If a separate electric shield of an electrical component 4 is necessary, the related first recess can be provided with a metallic coating.
Furthermore, second recesses are provided which, after assembling together the first and the second piece part 10, 11, complement each other so as to form second cavities especially in the form of channels 3 for guiding a liquid and/or gaseous insulating material through the casing and especially to and past those electrical components 4 which require increased cooling. Such cooling can be realized effectively if the channels are filled with a fluid or gaseous insulating material like especially a transformer oil. This oil either flows through the channels by convection or it can be pumped through the channels as disclosed in EP 1 176 856A2 . Preferably, the oil is fed through a heat exchanger outside the casing.
The electrical components 4 are selected according to the proposed application of the high field/high voltage unit. These components 4 are active and/or passive electrical components like for example a transformer, a capacitor, a voltage divider, a rectifier, a resistor and so on, or a conductor as well.
Furthermore, a number of such active and/or passive electrical components can be combined e.g. into a mold unit or an integrated or hybrid circuit which itself is considered in this specification as an electrical component 4.
These components 4 are connected with each other by means of electrical interconnections (conductors) according to the circuit layout of the high field/high voltage unit.
These interconnections can for example be provided by means of at least partially conducting areas 5 which can be realized in the form of coatings or layers on the surface of the inner structure of the piece parts 10, 11 and/or which can be realized in the form of conducting channels which run through the piece parts 10, 11. The conducting channels can be formed by injection molding of e.g. a conducting foam into the insulating foam.
Furthermore, the electrical interconnections of the components 4 can be provided by means of metal sticks or wires 6 which run on the surface of the inner structure of the piece parts 10, 11 and/or which are inserted into the insulating material of the piece parts 10, 11 before molding and curing same.
Finally, a foil technology can be applied as well, wherein for example a flexible printed circuit board or a flexible copper foil or layer or stripline is used which is fixed on the inner surface of the piece parts 10, 11 and/or which runs through the piece parts 10, 11 and is introduced before molding and curing same.
The electrical components 4 are press fit or snap mounted within the related first recesses and cavities, respectively. This has the advantages that, on the one hand, no additional carriers have to be used for fixing the components 4 and, on the other hand, the components 4 can be electrically contacted at the same time as contact areas 7, which are preferably resilient or spring contacts, are provided within the recesses and cavities, respectively, against which the components 4 are pressed. Both advantages make the assembly of the high field/high voltage unit considerably easier and faster. Furthermore, the assembly can be conducted to a great extent by machines.
The contact areas 7 themselves can be interconnected by the above-mentioned electrical interconnections 5, 6, wherein the same interconnection technology can be used as disclosed above for the components 4.
The high field/high voltage unit according to Figure 1 comprises input terminals 21 for applying an input signal or an input voltage to be processed or transformed and output terminals 22 for connecting output plugs 22a for feeding the processed and transformed signal, respectively, to other units. According to Figure 1, the input and output terminals 21, 22 are interconnected via metal sticks 6 running through the outer wall of the casing to contact areas 7 at which related electrical components 4 rest.
The production of this high field/high voltage unit comprises substantially the following steps:

First, the first and the second piece part 10, 11 of the shell or vessel (i.e. the casing) are molded according to known injection molding techniques or pressure gelation techniques or a pressure impregnation process by which the at least substantially spherical particles are impregnated with a fixing agent, preferably a liquid resin, preferably under vacuum. Preferably, the particles have different diameters and are compressed before the resin is injected into the space between the particles, so that they cannot sediment.
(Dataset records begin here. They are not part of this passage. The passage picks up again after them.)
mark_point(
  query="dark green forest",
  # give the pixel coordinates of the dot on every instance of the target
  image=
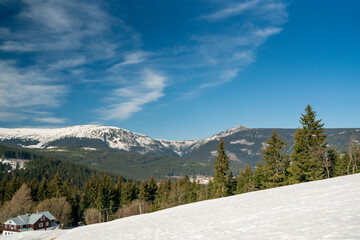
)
(92, 196)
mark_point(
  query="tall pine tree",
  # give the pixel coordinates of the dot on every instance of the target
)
(309, 149)
(276, 161)
(221, 172)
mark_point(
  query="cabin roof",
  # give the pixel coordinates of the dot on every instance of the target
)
(29, 219)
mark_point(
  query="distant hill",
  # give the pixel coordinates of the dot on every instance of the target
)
(132, 154)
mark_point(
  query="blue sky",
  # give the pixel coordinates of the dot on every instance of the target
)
(179, 69)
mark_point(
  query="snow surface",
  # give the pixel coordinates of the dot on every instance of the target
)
(326, 209)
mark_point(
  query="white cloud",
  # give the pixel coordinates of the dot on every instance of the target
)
(24, 89)
(130, 59)
(130, 99)
(68, 63)
(229, 51)
(233, 10)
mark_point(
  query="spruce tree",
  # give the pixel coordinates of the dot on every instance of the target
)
(221, 172)
(309, 149)
(276, 161)
(56, 186)
(152, 188)
(43, 192)
(245, 181)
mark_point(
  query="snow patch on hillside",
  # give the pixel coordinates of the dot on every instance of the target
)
(327, 209)
(242, 141)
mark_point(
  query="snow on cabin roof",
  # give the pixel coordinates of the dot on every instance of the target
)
(30, 219)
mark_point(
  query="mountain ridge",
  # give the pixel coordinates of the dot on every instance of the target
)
(243, 144)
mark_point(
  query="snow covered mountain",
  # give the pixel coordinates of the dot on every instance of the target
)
(242, 144)
(103, 136)
(326, 209)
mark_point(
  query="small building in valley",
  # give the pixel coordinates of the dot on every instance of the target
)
(30, 222)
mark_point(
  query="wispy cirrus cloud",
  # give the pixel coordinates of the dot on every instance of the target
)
(59, 45)
(229, 51)
(234, 9)
(56, 45)
(23, 89)
(130, 99)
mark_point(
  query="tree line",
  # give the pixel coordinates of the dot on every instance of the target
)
(309, 158)
(101, 198)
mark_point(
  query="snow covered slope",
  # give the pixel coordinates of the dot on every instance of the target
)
(112, 137)
(327, 209)
(242, 144)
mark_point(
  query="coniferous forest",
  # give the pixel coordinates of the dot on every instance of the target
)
(77, 194)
By means of one of these molding techniques, said first and second recesses are provided and electrical interconnections in the form of at least partly conductive areas 5 and/or metal sticks or wires 6 are inserted or injected, as mentioned above, before curing of the piece parts 10, 11.
Then the electrical components 4 are mounted within the recesses preferably by press fitting them into the recesses so that they are simultaneously pressed against related contact areas 7 and are electrically contacted.
By means of the next step both piece parts 10, 11 are assembled together according to Figure 1, and the opposing flanges 10a, 11a are fastened together by means of screws 10b and/or clips 11b, as described above.
Finally, the fluid or gaseous insulating material is filled into the casing. Especially in the case of a fluid insulating material, a first opening 23a is provided at the bottom of the casing and a second opening 23b is provided at its top side, which openings can both be closed by appropriate plugs or other devices. The fluid insulating material is pumped through the first opening 23a into the casing, while the second opening 23b is open so that the air enclosed within the casing can escape. In order to improve the degassing, this process is preferably conducted under vacuum. Then both openings are closed.
For disassembling the high field/high voltage unit, first the oil is drained through the first opening 23a and then the screw 10b and/or the clamp 11b is released. Now the electrical components 4 can be taken out of the piece parts 10, 11, sorted and disposed accordingly. The piece parts 10, 11 can be cleaned to remove any residual oil and disposed as well.
The units according to the invention have the advantage of a low weight in combination with a high electric insulation.

Claims

A high voltage generator for an X-ray system or a computer tomograph, comprising
at least one electrical component (4) and
a solid insulating material (20) which is formed to provide an outer shell or vessel of the high voltage generator and which has an inner structure comprising at least one first cavity for accommodating the at least one electrical component (4), wherein the outer shell or vessel is composed at least of a first piece part (10) and a second piece part (11) which are assembled together to form a casing, characterised in that the at least one first cavity is dimensioned for press fitting or snap mounting the at least one electrical component (4), and in that
contact areas (7) are provided within the at least one first cavity for electrically contacting the at least one electrical component (4).
A generator according to claim 1, wherein the inner structure comprises at least one second cavity for containing a fluid and/or a gaseous insulating material, and wherein the outer shell or vessel is provided in the form of a liquid and/or a gas-tight casing.
A generator according to claim 1, wherein the insulating material (20) is a hard foam which comprises a plurality of substantially spherical particles with a diameter < 100 µm.
A generator according to claim 1, wherein the at least one electrical component (4) is an active and/or passive electrical component like a transformer, a capacitor, a voltage divider, a rectifier, a resistor or a conductor, or a mold unit or an integrated or hybrid circuit comprising at least one such active and/or passive electrical component.
A generator according to claim 1, wherein at least one at least partly conductive interconnection (5; 6) is provided within the casing for electrically connecting the electrical components (4).
A generator according to claim 5, wherein the interconnection is provided by an at least partly conducting material (5; 6) on the inner surface of and/or within the insulating material (20):
A generator according to claim 5, wherein the interconnection is provided by a metal stick or wire (6) which is inserted into the insulating material (20).
A generator according to claim 5, wherein the interconnection is provided in the form of at least one flexible printed circuit board and/or a flexible conductive foil which is fixed on the inner surface of the insulating material and/or which runs through it.
An X-ray system or computer tomography system comprising a generator according to at least one of the preceding claims.